Now, to answer the big question that’s likely on the tips of a number of reader’s tongues, “Why do you need so much light?”  The answer is my camper is very dim on the inside, especially during the winter when the windows are blocked off with insulation.  

Now, add in the large amounts of dark colored wood making up the majority of the interior, which tends to absorb light energy vs reflecting it back, and that I don’t have the greatest vision in low light levels, and you’ll realize exactly why I wanted more light for equal or less power.

While I could have probably done this with LEDs, I came to the conclusion after crunching a few numbers that I would have had to double the number of light fixtures in my rig using some of the better LED Blubs to get a similar light level.  

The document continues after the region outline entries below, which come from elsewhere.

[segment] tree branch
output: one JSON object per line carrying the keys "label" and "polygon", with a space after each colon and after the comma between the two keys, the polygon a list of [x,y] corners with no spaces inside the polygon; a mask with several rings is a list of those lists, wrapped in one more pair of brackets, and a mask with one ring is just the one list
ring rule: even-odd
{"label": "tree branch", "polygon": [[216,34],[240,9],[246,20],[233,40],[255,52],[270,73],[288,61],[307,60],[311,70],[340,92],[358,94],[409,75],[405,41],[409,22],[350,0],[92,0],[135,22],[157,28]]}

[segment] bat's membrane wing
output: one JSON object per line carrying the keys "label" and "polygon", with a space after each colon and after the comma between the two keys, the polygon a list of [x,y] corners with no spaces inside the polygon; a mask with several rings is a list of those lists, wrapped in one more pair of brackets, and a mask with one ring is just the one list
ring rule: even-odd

Well, what about rope LEDS?   I looked into those too, they are promising, but I would have needed to have run a rope of them around the entire perimeter of the ceiling, in addition to adding extra into the fixtures to reach a light level I was aiming for. 

Given that I’m personally not aesthetically attracted to the look of rope LED lights, that would have shot down the running of a border of LEDs along the ceiling. 

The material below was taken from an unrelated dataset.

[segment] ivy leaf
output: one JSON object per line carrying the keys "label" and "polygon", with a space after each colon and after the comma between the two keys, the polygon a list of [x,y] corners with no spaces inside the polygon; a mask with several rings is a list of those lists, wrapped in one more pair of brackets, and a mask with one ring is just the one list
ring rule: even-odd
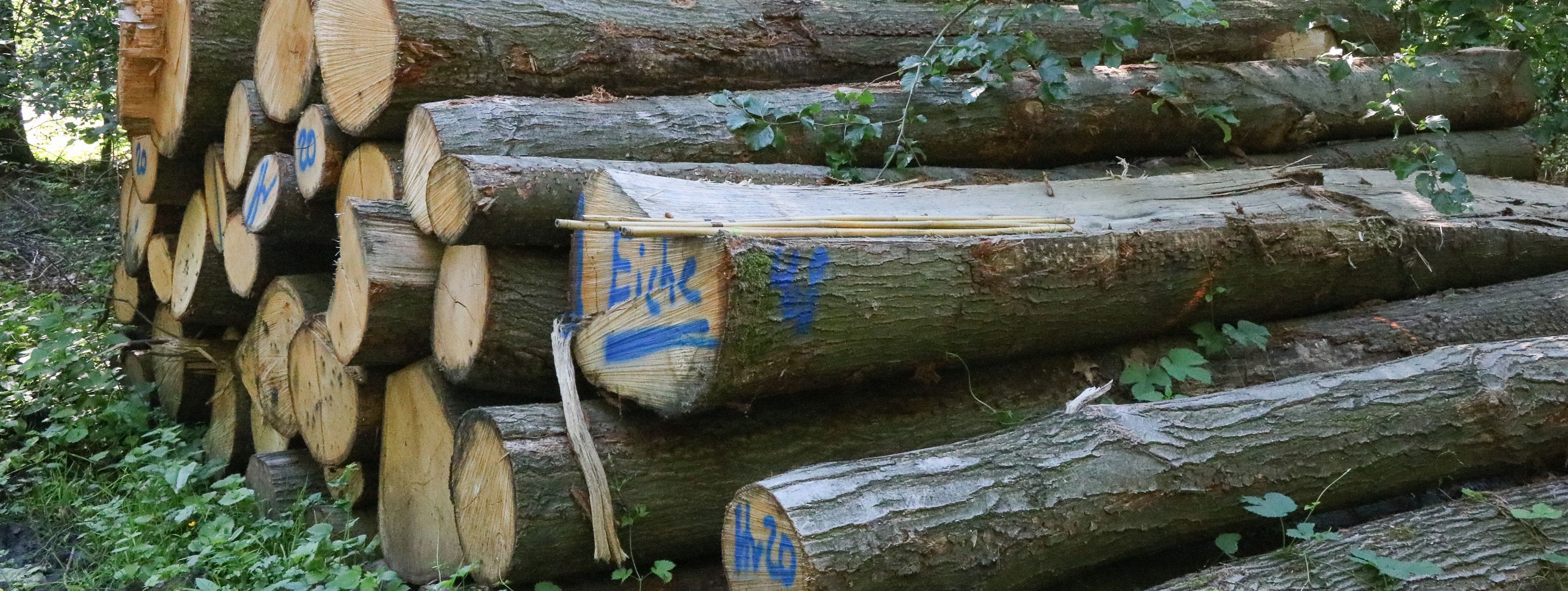
{"label": "ivy leaf", "polygon": [[1411,580],[1416,577],[1430,577],[1443,574],[1441,567],[1425,560],[1406,563],[1402,560],[1380,557],[1377,552],[1367,549],[1350,550],[1350,560],[1370,566],[1385,577],[1399,580]]}
{"label": "ivy leaf", "polygon": [[1242,505],[1247,511],[1264,517],[1284,517],[1295,511],[1295,500],[1278,492],[1269,492],[1262,497],[1242,497]]}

In the end, I would have either ended up spending at least as much for new fixtures and quality LED bulbs (I consider anything direct ordered from Alibaba of China, a popular resource for LED converts, to of questionable durability) as I ended up simply replacing two of the existing fixtures ($85 total) both of which were manufactured in the US. 

So, to close, I’ve finally reached a comfortable light level in my camper again, and have done away with the age old brighter/dimmer game with the battery voltage levels for a nice constant level of light, or in short, I’m very happy with the end result Smile.